Medical imaging is one of the most valuable diagnostic tools in modern healthcare. Whether detecting a fracture, guiding cancer treatment, or identifying neurological conditions, medical scans offer clarity without surgical intervention. Yet, despite their frequent use, public understanding of scans remains incomplete, often shaped by assumptions or misinformation. Here, we address some of the most common misconceptions and explain what medical imaging can and cannot tell us.
Scans Always Detect Everything
One widespread misunderstanding is the belief that any medical scan provides definitive answers. In reality, imaging is only one part of the diagnostic puzzle. An MRI scan may be excellent for visualising soft tissue such as the brain or spinal cord, but it might not detect very small areas of calcification, which a CT scan may highlight more effectively. Similarly, ultrasound excels at assessing organs like the liver or kidneys, but can be less effective in obese patients or where bowel gas obscures the view.
Moreover, the usefulness of a scan depends on the clinical question asked. A radiologist interprets an image based on the context provided by the referring doctor. Without clear background information, even high-resolution images may be inconclusive.
Radiation Exposure Is Always Dangerous
The topic of radiation exposure often causes anxiety. While scans like X-rays and CTs do use ionising radiation, the doses are carefully controlled and kept as low as reasonably achievable. For most people, the level of exposure from a medically necessary scan poses far less risk than the condition being investigated.
Crucially, not all scans involve radiation. MRI and ultrasound are completely radiation-free, making them preferred choices in certain cases, such as during pregnancy or in younger patients where cumulative exposure is a concern.
More Scans Mean Better Care
Another myth is that more scans equal better care. While it may seem reassuring to undergo multiple imaging tests, overuse can lead to overdiagnosis, resulting in unnecessary treatments or further invasive procedures. Additionally, repeated imaging can contribute to higher healthcare costs and increased patient anxiety.
Best practice in medical imaging relies on targeted use. Clinical guidelines help doctors decide when a scan is truly warranted. For instance, CT pulmonary angiography is highly effective in ruling out pulmonary embolism, but only when used in patients with specific risk factors and symptoms.
All Scans Do the Same Thing
It’s a common mistake to view scans as interchangeable tools. In reality, each imaging modality serves a distinct purpose. For example, a PET scan is primarily used to assess metabolic activity, making it especially useful in cancer staging and monitoring treatment response. In contrast, a CT scan offers excellent detail of bony structures and is often used in trauma or acute care settings.

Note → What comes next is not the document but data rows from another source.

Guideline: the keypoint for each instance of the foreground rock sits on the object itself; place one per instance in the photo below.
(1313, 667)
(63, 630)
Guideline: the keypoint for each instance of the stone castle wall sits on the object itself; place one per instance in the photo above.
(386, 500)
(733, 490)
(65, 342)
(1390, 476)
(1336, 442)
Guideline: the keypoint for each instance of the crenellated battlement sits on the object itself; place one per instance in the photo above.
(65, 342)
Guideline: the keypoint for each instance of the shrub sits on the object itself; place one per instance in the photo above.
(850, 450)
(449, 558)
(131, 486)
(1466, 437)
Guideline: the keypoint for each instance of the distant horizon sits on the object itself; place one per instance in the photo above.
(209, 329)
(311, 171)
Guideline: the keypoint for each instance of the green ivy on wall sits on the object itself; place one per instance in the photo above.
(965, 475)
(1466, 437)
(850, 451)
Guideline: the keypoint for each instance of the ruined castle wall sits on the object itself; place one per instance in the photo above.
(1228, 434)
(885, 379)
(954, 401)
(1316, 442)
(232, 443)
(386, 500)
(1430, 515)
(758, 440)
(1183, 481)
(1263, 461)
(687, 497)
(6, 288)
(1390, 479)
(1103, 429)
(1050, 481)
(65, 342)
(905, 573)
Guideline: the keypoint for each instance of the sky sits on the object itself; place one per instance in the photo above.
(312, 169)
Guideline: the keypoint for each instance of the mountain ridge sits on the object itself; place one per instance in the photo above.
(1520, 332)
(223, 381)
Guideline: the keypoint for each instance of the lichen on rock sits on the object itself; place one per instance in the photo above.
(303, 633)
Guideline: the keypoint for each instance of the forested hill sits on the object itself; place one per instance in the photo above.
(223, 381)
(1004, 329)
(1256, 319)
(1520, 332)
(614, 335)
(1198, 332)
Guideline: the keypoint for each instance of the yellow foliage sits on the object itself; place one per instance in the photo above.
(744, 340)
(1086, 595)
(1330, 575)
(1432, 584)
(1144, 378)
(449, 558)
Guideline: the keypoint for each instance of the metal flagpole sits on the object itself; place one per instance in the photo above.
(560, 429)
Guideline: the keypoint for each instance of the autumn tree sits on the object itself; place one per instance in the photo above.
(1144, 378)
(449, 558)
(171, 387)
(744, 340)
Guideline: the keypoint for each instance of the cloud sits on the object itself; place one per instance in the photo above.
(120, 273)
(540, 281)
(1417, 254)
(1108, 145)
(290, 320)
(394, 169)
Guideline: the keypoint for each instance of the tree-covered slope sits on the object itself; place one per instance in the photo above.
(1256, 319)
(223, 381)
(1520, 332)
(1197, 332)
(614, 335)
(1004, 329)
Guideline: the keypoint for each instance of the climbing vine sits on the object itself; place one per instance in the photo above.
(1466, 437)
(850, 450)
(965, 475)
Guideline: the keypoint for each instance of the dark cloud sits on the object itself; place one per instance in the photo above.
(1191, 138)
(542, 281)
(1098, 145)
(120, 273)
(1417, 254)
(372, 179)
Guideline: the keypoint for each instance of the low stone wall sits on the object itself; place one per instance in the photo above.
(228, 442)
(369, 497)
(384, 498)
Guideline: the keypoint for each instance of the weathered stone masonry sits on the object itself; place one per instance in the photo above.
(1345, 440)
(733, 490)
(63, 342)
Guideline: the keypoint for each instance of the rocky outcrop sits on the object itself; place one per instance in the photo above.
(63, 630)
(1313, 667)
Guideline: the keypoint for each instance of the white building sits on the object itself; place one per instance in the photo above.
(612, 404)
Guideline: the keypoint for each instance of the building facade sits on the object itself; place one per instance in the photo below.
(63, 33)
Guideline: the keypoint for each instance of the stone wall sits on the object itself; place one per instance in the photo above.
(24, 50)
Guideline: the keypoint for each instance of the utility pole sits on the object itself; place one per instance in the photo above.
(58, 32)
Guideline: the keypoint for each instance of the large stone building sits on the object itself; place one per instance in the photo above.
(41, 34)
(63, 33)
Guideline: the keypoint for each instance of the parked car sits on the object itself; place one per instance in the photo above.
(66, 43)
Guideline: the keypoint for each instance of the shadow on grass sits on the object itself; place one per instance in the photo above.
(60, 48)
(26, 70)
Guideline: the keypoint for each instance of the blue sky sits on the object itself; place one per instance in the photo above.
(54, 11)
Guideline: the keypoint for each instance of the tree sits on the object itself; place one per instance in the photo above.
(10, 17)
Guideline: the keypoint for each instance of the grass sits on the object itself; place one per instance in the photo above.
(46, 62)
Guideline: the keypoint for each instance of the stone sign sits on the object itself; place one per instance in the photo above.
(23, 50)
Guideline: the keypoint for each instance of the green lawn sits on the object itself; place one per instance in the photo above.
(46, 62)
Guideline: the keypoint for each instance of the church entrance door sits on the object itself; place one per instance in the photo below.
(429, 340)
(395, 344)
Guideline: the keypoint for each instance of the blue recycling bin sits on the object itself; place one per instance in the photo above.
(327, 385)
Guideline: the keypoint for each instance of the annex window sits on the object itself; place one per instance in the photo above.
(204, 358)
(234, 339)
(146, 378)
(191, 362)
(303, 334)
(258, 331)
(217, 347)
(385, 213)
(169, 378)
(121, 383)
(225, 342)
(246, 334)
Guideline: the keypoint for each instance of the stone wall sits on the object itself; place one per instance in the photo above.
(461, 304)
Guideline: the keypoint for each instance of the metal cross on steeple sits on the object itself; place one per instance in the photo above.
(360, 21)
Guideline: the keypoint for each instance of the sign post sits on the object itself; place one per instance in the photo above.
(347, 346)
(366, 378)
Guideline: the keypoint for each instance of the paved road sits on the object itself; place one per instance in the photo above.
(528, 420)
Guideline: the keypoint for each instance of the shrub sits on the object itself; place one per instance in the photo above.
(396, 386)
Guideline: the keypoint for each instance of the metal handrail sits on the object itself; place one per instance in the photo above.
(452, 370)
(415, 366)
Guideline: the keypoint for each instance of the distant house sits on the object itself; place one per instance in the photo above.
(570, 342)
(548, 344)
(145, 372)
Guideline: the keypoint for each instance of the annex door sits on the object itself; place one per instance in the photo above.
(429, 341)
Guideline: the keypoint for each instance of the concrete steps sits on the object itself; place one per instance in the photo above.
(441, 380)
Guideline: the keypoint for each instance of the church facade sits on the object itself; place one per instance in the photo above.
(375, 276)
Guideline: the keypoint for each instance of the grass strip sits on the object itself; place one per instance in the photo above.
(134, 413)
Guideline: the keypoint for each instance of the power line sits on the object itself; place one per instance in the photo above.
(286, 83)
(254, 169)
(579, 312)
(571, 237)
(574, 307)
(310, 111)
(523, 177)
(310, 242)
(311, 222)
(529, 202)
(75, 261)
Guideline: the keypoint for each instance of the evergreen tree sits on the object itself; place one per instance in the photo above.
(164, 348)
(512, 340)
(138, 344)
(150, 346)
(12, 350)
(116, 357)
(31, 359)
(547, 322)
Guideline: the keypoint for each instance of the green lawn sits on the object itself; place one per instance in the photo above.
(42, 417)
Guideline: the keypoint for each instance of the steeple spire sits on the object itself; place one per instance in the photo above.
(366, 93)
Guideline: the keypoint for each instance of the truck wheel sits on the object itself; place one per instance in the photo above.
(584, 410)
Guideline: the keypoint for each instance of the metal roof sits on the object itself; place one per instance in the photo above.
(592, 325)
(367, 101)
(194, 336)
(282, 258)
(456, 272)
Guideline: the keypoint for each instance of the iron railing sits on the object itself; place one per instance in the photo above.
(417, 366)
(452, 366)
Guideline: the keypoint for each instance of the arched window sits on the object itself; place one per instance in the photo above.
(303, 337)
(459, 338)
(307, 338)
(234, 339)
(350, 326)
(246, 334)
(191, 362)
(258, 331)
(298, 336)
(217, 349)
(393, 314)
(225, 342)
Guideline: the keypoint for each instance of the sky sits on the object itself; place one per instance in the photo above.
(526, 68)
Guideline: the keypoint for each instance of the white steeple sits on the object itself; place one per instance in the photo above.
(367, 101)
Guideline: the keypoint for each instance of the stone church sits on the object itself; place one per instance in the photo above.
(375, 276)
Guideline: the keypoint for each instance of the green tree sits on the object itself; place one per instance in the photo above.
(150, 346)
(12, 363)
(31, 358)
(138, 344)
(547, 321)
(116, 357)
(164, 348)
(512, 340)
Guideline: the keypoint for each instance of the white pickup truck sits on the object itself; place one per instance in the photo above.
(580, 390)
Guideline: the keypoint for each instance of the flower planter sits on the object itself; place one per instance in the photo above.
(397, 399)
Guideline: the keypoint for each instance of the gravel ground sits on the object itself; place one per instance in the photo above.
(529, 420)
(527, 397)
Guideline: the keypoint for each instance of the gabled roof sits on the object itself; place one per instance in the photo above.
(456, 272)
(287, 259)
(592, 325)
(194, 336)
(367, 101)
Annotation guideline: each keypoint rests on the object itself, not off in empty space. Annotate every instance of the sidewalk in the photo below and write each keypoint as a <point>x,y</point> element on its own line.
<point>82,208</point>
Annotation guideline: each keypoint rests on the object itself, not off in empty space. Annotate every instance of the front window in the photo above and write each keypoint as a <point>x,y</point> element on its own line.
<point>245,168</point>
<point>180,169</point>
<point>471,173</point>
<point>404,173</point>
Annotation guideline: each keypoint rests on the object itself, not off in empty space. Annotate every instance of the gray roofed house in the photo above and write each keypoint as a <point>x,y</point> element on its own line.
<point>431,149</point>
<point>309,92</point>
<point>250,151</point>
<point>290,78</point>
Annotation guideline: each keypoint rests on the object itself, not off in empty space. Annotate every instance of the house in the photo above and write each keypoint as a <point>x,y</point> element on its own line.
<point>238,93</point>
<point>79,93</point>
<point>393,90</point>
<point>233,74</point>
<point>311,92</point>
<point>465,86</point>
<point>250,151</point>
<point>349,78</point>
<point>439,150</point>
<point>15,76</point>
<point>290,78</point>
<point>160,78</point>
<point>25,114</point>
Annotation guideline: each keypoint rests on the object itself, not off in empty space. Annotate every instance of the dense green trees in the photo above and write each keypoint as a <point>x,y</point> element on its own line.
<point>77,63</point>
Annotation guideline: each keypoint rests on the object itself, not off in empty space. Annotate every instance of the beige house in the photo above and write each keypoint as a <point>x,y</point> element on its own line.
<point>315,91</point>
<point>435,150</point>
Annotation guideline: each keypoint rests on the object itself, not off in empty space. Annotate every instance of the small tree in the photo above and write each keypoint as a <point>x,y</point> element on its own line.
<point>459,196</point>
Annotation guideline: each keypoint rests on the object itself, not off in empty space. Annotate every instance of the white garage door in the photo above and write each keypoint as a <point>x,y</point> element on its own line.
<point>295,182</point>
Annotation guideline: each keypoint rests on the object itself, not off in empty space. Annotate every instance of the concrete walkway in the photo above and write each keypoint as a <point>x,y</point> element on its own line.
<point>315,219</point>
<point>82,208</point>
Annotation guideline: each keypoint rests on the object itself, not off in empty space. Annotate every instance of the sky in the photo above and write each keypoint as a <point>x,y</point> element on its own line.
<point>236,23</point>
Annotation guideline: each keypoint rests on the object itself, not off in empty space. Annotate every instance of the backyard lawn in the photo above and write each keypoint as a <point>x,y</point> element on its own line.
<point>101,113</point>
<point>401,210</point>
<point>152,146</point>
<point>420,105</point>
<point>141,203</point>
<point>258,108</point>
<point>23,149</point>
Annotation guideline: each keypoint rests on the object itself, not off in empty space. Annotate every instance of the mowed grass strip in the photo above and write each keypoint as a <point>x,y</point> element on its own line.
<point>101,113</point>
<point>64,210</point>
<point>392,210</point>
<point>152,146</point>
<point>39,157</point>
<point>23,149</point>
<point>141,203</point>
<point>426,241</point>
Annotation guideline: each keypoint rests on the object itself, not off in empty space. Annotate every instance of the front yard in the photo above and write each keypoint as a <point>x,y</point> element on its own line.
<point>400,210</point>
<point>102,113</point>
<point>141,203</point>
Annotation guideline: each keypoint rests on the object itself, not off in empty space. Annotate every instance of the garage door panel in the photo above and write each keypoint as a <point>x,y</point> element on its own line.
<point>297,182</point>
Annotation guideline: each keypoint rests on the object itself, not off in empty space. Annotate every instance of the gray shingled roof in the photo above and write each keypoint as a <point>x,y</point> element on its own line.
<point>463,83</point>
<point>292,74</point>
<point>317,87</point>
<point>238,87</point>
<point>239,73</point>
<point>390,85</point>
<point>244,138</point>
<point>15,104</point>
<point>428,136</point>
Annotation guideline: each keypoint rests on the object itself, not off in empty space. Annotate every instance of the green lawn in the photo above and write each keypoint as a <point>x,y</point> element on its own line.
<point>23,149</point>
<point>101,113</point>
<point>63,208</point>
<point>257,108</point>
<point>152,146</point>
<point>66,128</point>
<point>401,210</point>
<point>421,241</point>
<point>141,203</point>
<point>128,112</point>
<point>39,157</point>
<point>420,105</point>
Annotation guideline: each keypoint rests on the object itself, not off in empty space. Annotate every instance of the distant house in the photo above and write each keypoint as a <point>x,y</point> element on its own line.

The choice of scan is guided by clinical context—what the doctor is looking for, the patient’s medical history, and the nature of the symptoms. Resources such as Inside Radiology help clarify these distinctions by outlining how each type of imaging is typically used in practice, particularly in more complex areas like cancer diagnosis and follow-up.
Recognising these differences is important not just for clinicians, but also for patients trying to understand their care pathway. When the strengths and limitations of various scans are clearly understood, unnecessary imaging can be avoided, and expectations can be better managed throughout the diagnostic process.
Scan Results Are Instant and Clear
Contrary to popular belief, the process of interpreting scans is not instantaneous. After the scan is performed, a trained radiologist analyses the images, writes a detailed report, and sends it to the referring clinician. This process ensures accurate interpretation, but it may take time, particularly for complex cases that require comparison with previous imaging.
Patients should understand that delays in receiving results do not necessarily indicate bad news; rather, they reflect the care taken to provide accurate, clinically meaningful information.
Scans Are Only for Diagnosing Problems
Medical scans are not limited to diagnosis. They play a crucial role in monitoring disease progression, guiding surgical procedures, and evaluating treatment effectiveness. In oncology, for instance, imaging helps determine tumour size before and after chemotherapy or radiation therapy, and it is also used for surveillance in remission phases.
Furthermore, screening programmes—such as mammography for breast cancer or low-dose CT for lung cancer—use imaging to detect disease at earlier stages, often before symptoms appear.
Why Clear Understanding of Scans Matters
Misconceptions about medical scans can lead to undue stress, misguided expectations, or even unnecessary procedures. Whether you’re a patient trying to make sense of your imaging results or a clinician deciding the best diagnostic route, understanding the purpose and limitations of different scan types is crucial. With accurate knowledge, both professionals and the public are better equipped to make informed decisions, improving outcomes and reducing avoidable risks in care.